Mais la puissance de la dynamo est finie. Et la promesse de rendement perpétuel s’effondre cruellement face au burnout ou à l’épidémie croissante d’anxiété.
Attribuer un but à chaque activité de la vie est une déclaration arrogante selon laquelle nous savons ce qui est meilleur pour nous, éliminant ainsi le doute salutaire qui nous permet d’emprunter des chemins inattendus.
Alors, que nous reste-t-il lorsque nous faisons quelque chose "pour rien" ?
Contempler… photographique
La contemplation est l’exaltation de la quiétude. C’est la preuve que nous vivons, et non que nous survivons simplement.

Byung-Chul Han approfondit ces sujets à travers divers exemples brillants. Il associe la contemplation à la poésie, comme une fête du langage :
"La poésie, au contraire, suspend le langage compris comme information. Dans la poésie, le langage se met en mode contemplation. Il devient inactif : « La poésie est précisément [...] le point où la langue, ayant désactivé ses fonctions communicatives et informatives, repose en elle-même, contemple sa puissance de dire et s’ouvre ainsi à une nouvelle possibilité d’usage. »" – Byung-Chul Han
C’est dans ces paragraphes que j’ai pu tracer un parallèle avec la photographie de rue, en opposition à la photographie journalistique ou publicitaire.
La photographie de rue est un poème du quotidien. C’est la contemplation de l’éphémère. Elle nous oblige à prendre du recul et à observer. Elle diffère de la photographie journalistique ou publicitaire par son absence de but.
La déambulation est une forme de contemplation. Et la présence d’un appareil photo ne diminue en rien son essence ; sinon, la réflexion à travers l’écriture serait également une comparaison invalide.

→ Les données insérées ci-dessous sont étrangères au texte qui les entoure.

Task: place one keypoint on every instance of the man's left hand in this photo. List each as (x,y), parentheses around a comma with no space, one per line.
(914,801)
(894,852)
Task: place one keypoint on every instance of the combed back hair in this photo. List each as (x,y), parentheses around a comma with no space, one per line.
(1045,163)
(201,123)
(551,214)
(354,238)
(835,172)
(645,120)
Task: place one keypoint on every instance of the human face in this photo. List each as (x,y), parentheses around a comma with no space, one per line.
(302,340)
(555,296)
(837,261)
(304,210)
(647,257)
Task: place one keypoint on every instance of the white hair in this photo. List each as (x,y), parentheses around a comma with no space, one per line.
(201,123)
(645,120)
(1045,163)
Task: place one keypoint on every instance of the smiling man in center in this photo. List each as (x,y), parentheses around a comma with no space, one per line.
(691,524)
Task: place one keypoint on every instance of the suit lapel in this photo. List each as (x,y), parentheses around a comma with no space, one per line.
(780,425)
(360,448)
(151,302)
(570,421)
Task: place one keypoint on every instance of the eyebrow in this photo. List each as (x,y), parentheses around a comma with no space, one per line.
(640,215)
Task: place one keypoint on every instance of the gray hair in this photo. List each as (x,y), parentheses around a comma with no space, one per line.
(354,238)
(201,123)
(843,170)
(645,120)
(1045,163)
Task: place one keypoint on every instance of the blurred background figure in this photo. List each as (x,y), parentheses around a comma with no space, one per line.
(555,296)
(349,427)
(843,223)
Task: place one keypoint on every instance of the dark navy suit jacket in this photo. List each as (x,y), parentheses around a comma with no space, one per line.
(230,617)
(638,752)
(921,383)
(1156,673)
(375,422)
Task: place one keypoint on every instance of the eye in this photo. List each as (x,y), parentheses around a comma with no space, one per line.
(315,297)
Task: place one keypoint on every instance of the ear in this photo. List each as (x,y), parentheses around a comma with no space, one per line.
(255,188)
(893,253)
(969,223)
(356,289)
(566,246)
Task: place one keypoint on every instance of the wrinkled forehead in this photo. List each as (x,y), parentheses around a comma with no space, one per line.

Nous prenons des photos sans but, émerveillés par des détails invisibles à celui qui pense déjà à sa prochaine tâche.
Cadrage, jeu d’ombres, composition, saturation, ouverture… Tout se conjugue pour prêter attention à l’éphémère et le rendre éternel.
Avant de partir
Il est important de ne pas tomber dans une interprétation simpliste des textes de Byung-Chul Han. L’éloge de l’inactivité ne vise pas la suppression de l’activité, ni n’est une aspiration exclusive aux classes économiquement aisées.
La contemplation est le septième jour de repos après la création. C’est le Sabbat, c’est la fête d’anniversaire. Elle complète l’activité tout comme une carte postale photographique complète un souvenir ou comme une incubatrice de nouvelles idées.
Elle est accessible, à condition que nous soyons capables de renoncer à certains de nos objectifs et de nos buts pour les remplacer par l’absurde, la célébration, la danse, la photographie.
Et, comme toujours, merci de m’avoir lu.